The talent and athleticism are obvious with Stephenson, but his immaturity at times and in-game antics — including blowing in the ear of LeBron James during game 5 of the Eastern Conference Finals — leave some questioning if he will be worth bringing back. On July 1 he will have the opportunity to sign with any team that wants to offer him a contract, and he will have to make the decision to either go somewhere else to make more money or stay in Indiana for a lower price and have championship aspirations once again.
Stephenson’s worth to this Pacers team goes well beyond his scoring and athletic abilities as for extended periods of time he guarded LeBron about as effectively as you can. You can tell that Lance has confidence in his game, as while many would play hesitantly going against the best in the world, he acted like they were on the level.
One of the biggest issues that many see with the Pacers is their lack of point guard play at times as George Hill seems to be more of a fit at the shooting guard spot. Although bringing Stephenson back does not fix the point guard woes, his ability to distribute and bring the ball up the court will take tremendous pressure off of Hill.
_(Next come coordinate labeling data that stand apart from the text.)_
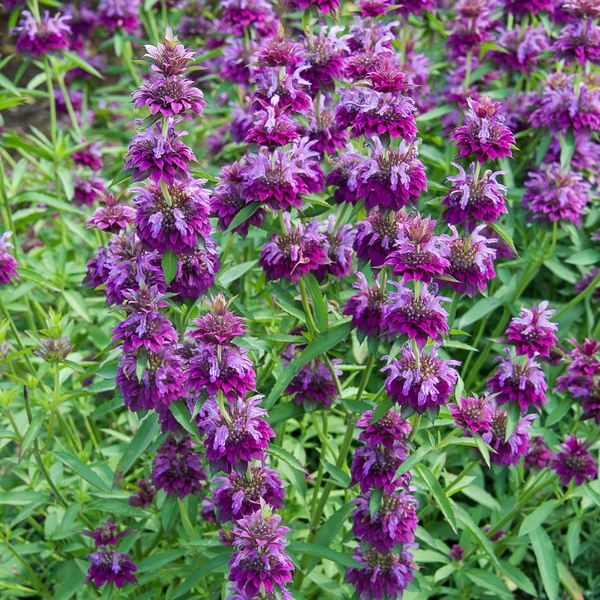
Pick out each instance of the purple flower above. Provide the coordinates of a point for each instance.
(366, 306)
(483, 133)
(339, 247)
(162, 380)
(176, 468)
(507, 452)
(420, 317)
(120, 14)
(556, 195)
(533, 332)
(394, 522)
(159, 156)
(519, 380)
(112, 216)
(110, 566)
(174, 222)
(423, 382)
(196, 270)
(170, 97)
(387, 431)
(144, 494)
(376, 236)
(221, 368)
(473, 414)
(293, 254)
(41, 37)
(8, 264)
(539, 455)
(260, 563)
(574, 461)
(375, 467)
(418, 254)
(237, 435)
(391, 178)
(238, 495)
(471, 261)
(383, 575)
(468, 200)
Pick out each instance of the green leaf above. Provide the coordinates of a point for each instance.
(322, 551)
(320, 345)
(81, 469)
(148, 431)
(233, 273)
(439, 496)
(169, 266)
(537, 517)
(517, 577)
(31, 434)
(546, 560)
(319, 304)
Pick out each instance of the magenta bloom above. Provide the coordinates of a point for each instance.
(471, 261)
(41, 37)
(162, 382)
(376, 236)
(418, 254)
(292, 255)
(483, 133)
(177, 469)
(110, 566)
(112, 216)
(533, 332)
(238, 495)
(393, 523)
(235, 439)
(391, 178)
(556, 195)
(574, 461)
(224, 368)
(420, 318)
(174, 222)
(421, 383)
(366, 307)
(470, 201)
(259, 561)
(539, 455)
(519, 380)
(507, 452)
(472, 414)
(383, 575)
(8, 264)
(152, 154)
(170, 97)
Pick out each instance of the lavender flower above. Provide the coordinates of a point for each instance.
(574, 461)
(176, 468)
(519, 380)
(235, 434)
(383, 575)
(238, 495)
(420, 317)
(470, 200)
(393, 523)
(418, 254)
(556, 195)
(422, 382)
(532, 332)
(259, 562)
(42, 37)
(159, 155)
(483, 134)
(173, 222)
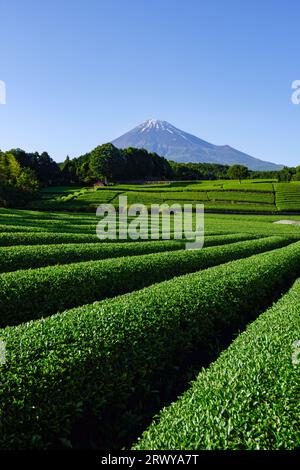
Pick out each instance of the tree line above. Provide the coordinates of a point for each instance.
(22, 174)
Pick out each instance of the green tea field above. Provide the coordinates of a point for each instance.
(144, 344)
(221, 195)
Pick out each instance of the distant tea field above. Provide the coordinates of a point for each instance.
(144, 344)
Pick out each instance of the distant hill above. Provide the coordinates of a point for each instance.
(168, 141)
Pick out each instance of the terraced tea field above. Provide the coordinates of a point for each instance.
(248, 196)
(101, 336)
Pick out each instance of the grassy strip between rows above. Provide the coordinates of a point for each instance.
(29, 294)
(247, 399)
(25, 257)
(95, 369)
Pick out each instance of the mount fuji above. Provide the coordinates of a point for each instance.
(168, 141)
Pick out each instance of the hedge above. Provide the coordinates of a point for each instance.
(92, 371)
(35, 293)
(248, 399)
(47, 238)
(36, 256)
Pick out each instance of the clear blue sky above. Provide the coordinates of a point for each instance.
(82, 72)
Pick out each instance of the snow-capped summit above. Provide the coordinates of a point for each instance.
(168, 141)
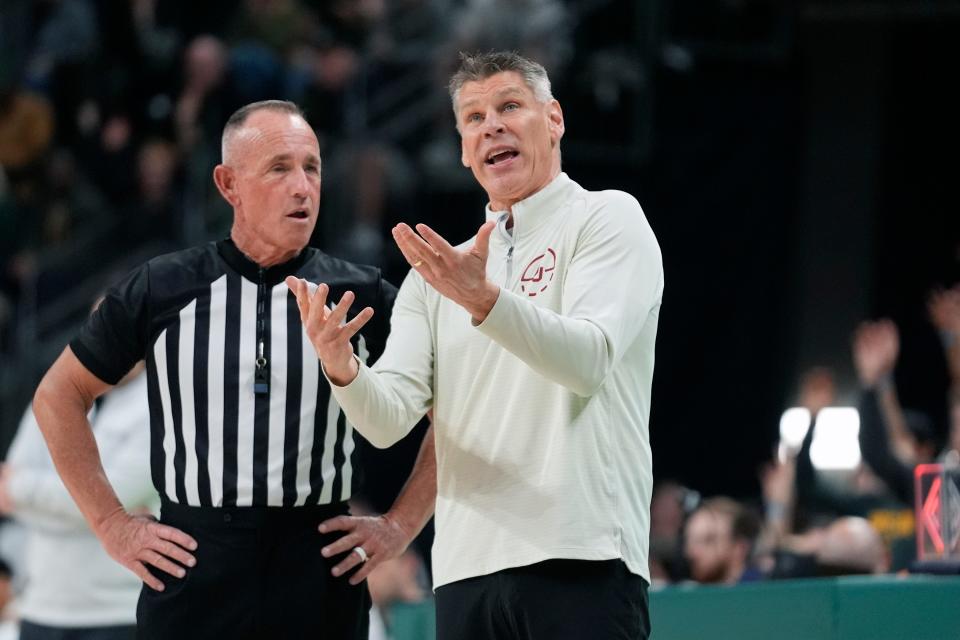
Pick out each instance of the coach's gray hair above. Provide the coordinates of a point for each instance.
(480, 66)
(239, 117)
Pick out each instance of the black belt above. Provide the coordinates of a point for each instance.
(249, 517)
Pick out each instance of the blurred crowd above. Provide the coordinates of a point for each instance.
(110, 122)
(111, 114)
(813, 522)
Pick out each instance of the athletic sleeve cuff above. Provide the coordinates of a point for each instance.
(93, 364)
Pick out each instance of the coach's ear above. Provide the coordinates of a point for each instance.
(226, 181)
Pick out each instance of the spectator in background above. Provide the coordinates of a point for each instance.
(26, 129)
(719, 541)
(888, 444)
(944, 309)
(155, 214)
(669, 507)
(851, 546)
(72, 588)
(400, 599)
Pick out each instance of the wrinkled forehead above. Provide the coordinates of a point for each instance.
(265, 134)
(500, 85)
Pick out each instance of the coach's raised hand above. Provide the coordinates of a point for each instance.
(326, 328)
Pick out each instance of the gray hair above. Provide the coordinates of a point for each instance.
(480, 66)
(240, 116)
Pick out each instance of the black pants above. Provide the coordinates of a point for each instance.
(33, 631)
(552, 600)
(259, 574)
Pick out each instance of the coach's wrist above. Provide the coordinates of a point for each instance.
(344, 375)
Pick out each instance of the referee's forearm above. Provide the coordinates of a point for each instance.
(61, 406)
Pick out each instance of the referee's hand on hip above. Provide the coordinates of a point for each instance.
(139, 541)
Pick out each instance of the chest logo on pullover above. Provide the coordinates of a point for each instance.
(539, 273)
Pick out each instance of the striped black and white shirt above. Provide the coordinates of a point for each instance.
(240, 412)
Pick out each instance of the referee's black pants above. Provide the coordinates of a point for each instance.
(551, 600)
(259, 574)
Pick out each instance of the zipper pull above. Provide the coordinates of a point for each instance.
(261, 375)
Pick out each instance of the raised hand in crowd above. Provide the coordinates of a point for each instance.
(876, 346)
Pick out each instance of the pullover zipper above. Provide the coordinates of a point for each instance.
(502, 226)
(261, 377)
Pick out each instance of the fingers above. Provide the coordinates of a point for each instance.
(317, 313)
(343, 544)
(436, 241)
(340, 523)
(361, 574)
(176, 536)
(177, 553)
(358, 321)
(339, 312)
(349, 562)
(163, 563)
(415, 249)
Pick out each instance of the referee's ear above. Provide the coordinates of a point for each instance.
(226, 181)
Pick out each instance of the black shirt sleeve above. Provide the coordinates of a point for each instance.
(877, 452)
(380, 323)
(113, 339)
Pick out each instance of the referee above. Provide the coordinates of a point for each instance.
(249, 452)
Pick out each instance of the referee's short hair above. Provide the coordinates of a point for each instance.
(240, 116)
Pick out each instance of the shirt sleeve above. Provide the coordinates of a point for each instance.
(612, 284)
(385, 402)
(114, 337)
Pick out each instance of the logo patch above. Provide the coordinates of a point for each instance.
(539, 273)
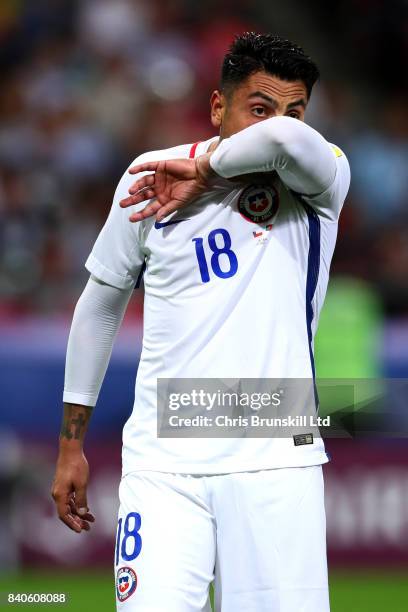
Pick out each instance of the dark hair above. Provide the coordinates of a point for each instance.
(277, 56)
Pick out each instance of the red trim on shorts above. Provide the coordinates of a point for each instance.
(193, 149)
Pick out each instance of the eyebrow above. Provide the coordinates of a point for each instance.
(274, 103)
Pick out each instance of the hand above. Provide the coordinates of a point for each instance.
(174, 184)
(69, 490)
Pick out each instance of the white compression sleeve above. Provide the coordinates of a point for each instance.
(299, 154)
(97, 318)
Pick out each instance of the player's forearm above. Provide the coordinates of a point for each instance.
(74, 425)
(96, 320)
(300, 155)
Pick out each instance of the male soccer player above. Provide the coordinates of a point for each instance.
(235, 236)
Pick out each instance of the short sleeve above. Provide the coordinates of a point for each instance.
(330, 202)
(117, 256)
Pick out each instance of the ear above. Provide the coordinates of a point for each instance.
(217, 103)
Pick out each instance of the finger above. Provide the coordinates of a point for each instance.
(146, 194)
(149, 210)
(66, 516)
(145, 181)
(81, 503)
(167, 209)
(84, 517)
(146, 167)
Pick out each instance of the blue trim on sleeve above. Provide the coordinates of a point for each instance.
(313, 267)
(139, 278)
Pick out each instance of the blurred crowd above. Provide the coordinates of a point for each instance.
(88, 85)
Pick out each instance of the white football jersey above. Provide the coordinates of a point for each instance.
(234, 284)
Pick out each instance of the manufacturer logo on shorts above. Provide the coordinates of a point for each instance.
(259, 203)
(126, 583)
(302, 439)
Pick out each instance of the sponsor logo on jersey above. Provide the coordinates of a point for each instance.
(126, 583)
(259, 203)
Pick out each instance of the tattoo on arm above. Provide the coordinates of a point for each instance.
(75, 421)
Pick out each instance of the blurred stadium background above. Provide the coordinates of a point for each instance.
(86, 87)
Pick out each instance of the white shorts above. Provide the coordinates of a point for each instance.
(261, 536)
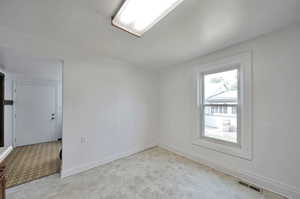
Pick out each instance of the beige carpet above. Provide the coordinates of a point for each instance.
(151, 174)
(27, 163)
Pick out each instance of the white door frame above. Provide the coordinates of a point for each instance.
(33, 82)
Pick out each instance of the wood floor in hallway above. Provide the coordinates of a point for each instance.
(27, 163)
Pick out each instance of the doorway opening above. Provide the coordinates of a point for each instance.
(33, 122)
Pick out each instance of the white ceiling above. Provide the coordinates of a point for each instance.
(194, 28)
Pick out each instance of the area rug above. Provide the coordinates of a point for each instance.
(27, 163)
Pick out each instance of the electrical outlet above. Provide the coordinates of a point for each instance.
(83, 140)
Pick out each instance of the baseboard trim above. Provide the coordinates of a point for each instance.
(88, 166)
(258, 180)
(5, 153)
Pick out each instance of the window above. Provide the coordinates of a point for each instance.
(220, 91)
(224, 106)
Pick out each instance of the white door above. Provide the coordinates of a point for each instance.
(35, 109)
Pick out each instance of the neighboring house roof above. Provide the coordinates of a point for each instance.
(223, 97)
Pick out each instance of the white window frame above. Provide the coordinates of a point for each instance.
(243, 148)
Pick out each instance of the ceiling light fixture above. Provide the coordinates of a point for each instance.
(138, 16)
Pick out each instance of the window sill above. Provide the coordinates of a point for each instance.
(227, 149)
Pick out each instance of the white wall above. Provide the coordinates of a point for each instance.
(276, 69)
(110, 108)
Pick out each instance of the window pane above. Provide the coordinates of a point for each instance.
(221, 126)
(220, 105)
(221, 87)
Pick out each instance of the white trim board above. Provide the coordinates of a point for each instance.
(106, 160)
(258, 180)
(5, 152)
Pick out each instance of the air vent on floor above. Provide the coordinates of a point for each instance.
(251, 186)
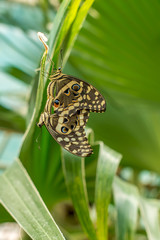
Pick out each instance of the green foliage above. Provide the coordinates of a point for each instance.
(115, 52)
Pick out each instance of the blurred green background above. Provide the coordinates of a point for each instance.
(117, 51)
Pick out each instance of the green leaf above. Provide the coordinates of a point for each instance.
(150, 214)
(126, 201)
(108, 161)
(77, 25)
(20, 197)
(74, 172)
(11, 120)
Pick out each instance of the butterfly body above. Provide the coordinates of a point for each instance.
(70, 93)
(72, 100)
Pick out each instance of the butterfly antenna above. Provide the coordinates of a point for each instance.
(39, 137)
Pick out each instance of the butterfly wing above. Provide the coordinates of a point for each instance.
(73, 94)
(69, 132)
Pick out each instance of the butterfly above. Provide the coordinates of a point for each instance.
(68, 131)
(69, 94)
(72, 100)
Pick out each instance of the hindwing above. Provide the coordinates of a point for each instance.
(71, 94)
(68, 131)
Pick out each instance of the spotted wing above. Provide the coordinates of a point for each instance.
(71, 94)
(69, 132)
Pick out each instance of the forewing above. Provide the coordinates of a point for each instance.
(86, 97)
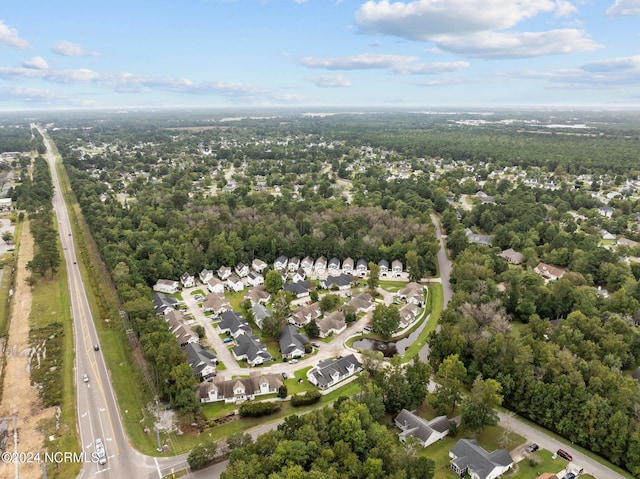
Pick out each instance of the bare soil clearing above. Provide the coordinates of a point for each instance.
(21, 406)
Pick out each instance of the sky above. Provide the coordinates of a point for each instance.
(70, 54)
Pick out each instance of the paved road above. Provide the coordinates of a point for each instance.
(97, 410)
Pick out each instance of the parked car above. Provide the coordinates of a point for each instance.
(565, 455)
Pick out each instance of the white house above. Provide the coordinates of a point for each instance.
(166, 286)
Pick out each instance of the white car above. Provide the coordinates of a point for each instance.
(100, 452)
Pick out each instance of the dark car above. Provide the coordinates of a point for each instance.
(565, 455)
(532, 447)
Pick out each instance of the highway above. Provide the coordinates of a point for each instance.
(97, 410)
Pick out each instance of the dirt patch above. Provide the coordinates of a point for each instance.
(21, 406)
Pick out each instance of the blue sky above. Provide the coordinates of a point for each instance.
(71, 54)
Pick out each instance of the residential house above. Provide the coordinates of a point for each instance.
(258, 265)
(605, 235)
(332, 371)
(299, 275)
(260, 313)
(234, 283)
(162, 303)
(255, 279)
(188, 280)
(251, 349)
(362, 267)
(549, 272)
(280, 263)
(178, 325)
(342, 282)
(468, 457)
(258, 295)
(426, 432)
(205, 275)
(332, 323)
(412, 293)
(347, 266)
(224, 272)
(305, 315)
(408, 313)
(215, 285)
(307, 265)
(483, 240)
(334, 267)
(396, 268)
(202, 361)
(216, 303)
(320, 265)
(294, 264)
(234, 324)
(606, 211)
(512, 256)
(242, 270)
(300, 289)
(627, 242)
(166, 286)
(383, 264)
(361, 303)
(292, 343)
(237, 390)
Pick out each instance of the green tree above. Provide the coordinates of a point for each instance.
(449, 379)
(273, 281)
(374, 278)
(385, 319)
(478, 408)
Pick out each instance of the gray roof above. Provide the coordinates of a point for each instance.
(325, 370)
(251, 346)
(469, 454)
(291, 339)
(233, 322)
(162, 302)
(198, 357)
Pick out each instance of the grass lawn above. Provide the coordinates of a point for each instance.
(524, 470)
(434, 305)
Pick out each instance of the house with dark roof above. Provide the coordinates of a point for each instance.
(162, 303)
(332, 323)
(292, 343)
(166, 286)
(426, 432)
(383, 264)
(237, 390)
(260, 313)
(342, 282)
(468, 457)
(300, 289)
(332, 371)
(233, 324)
(202, 361)
(250, 348)
(512, 256)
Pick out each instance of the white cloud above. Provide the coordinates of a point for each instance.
(9, 36)
(623, 8)
(329, 81)
(475, 28)
(36, 62)
(70, 49)
(518, 45)
(424, 19)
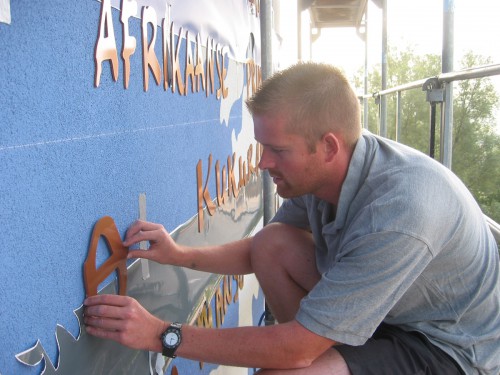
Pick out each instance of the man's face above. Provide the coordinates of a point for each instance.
(294, 169)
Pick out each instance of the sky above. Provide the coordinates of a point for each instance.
(418, 24)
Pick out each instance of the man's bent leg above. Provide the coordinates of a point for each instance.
(330, 363)
(284, 262)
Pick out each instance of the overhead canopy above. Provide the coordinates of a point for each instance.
(335, 13)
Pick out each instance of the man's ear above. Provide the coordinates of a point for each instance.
(331, 146)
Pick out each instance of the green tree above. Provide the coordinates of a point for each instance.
(476, 146)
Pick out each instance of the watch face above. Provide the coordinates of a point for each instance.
(171, 339)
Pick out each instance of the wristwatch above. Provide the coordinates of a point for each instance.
(171, 339)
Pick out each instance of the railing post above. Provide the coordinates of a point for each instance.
(398, 117)
(434, 94)
(447, 66)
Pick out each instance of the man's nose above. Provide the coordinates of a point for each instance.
(266, 161)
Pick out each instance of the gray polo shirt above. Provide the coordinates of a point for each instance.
(407, 245)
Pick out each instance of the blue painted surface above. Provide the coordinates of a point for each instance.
(71, 153)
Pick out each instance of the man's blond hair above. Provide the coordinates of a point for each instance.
(314, 98)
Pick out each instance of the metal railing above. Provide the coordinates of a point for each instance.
(435, 88)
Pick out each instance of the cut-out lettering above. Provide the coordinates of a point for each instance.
(93, 276)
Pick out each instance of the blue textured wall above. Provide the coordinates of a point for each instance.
(71, 153)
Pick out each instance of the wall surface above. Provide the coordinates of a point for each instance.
(72, 152)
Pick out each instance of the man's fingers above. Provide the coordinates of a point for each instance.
(145, 254)
(141, 231)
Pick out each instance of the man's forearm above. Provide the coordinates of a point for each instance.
(283, 346)
(228, 259)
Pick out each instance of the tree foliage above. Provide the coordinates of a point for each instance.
(475, 145)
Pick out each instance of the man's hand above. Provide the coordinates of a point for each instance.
(124, 320)
(162, 248)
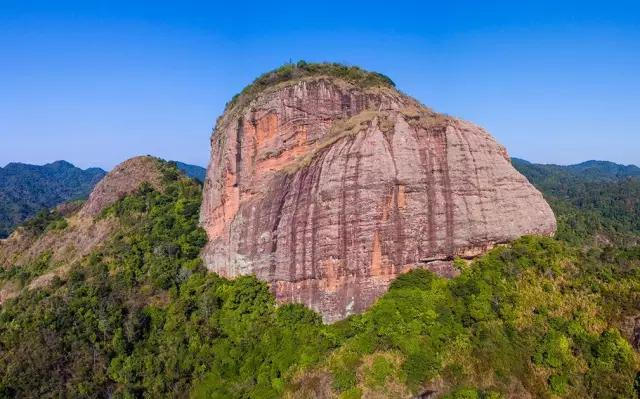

With everything that has happened this season for this team it is often hard to keep in mind how young they are especially from the starting rotation; beyond David West, who is the true veteran leader, none of the starters are above the age of 28 and Stephenson is the youngest of the bunch at only 23 years old. He is only going to improve going forward, and the Pacers cannot afford to not bring him back.
Pacers President of Basketball Operations Larry Bird was asked about Stephenson and if he wanted to bring him back for next season:
“I always want him back, you just don’t let talent like that walk away if you can help it.”
Ultimately the decision will be Stephenson’s to make as the Pacers are to an extent limited from a financial perspective. He fits in perfectly with this team, and because of the youth and high ceilings for many on the squad including Paul George, the Pacers can be in the championship hunt for many years to come.